Most commentators focused on the “spread the wealth” language used in Obama’s response, arguing that Obama sought to use the tax code to redistribute wealth. That observation has proven to be true. Yet in my own commentary at the time, I noted that the “spread the wealth” language was the symptom, not the disease:
The key wording in Obama’s response is “I just want to make sure that everybody who is behind you, that they’ve got a chance for success too.”
The disease is that Obama sees the economy as a zero-sum game, where one person’s success deprives those “behind” him of success. The only way to ensure the success of those “behind” is taxation of those “ahead.”

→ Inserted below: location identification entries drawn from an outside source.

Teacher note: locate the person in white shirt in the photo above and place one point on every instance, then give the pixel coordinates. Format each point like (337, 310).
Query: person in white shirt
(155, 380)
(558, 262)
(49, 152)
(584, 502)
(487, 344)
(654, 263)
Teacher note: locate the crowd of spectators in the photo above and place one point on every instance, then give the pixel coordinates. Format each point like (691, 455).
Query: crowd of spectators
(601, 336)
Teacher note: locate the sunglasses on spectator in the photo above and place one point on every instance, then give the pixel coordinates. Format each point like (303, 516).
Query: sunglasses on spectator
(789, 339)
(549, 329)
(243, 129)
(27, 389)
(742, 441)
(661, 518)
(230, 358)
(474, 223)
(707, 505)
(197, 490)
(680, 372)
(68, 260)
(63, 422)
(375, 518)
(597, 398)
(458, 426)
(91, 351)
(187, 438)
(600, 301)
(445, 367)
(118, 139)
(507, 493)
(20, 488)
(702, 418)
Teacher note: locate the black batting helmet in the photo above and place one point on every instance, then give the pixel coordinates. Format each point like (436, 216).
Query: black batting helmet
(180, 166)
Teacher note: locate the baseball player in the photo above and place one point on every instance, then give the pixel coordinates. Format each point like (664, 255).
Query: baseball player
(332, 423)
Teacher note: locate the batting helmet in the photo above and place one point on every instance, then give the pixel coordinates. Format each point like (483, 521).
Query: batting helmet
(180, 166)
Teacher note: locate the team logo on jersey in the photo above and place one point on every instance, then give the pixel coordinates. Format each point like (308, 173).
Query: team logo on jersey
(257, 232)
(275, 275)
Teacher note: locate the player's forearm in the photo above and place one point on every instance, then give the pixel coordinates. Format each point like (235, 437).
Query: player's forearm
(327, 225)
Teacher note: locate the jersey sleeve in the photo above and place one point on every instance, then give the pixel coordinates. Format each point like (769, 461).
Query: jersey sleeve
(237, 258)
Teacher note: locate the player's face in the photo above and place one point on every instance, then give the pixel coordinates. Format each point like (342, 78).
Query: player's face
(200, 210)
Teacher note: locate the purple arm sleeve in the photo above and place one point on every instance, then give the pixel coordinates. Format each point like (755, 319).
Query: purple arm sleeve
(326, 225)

Obama doesn’t seem to understand that Joe the Plumber’s success does not deprive anyone of anything. To the contrary, the success of Joe the Plumber helps the economy, helps his employees, helps his customers, and keeps all their families from seeking government handouts. Success is not a crime which needs to be punished, provided that the success is achieved lawfully.
And so it remains. Obama still doesn’t understand. Business owners and those who create wealth are not the enemy. Punitive taxation of the “top 2%” for the purpose of “fairness” not only will result in less economic production, it punishes people who did nothing wrong. Just ask Joe the Business Owner.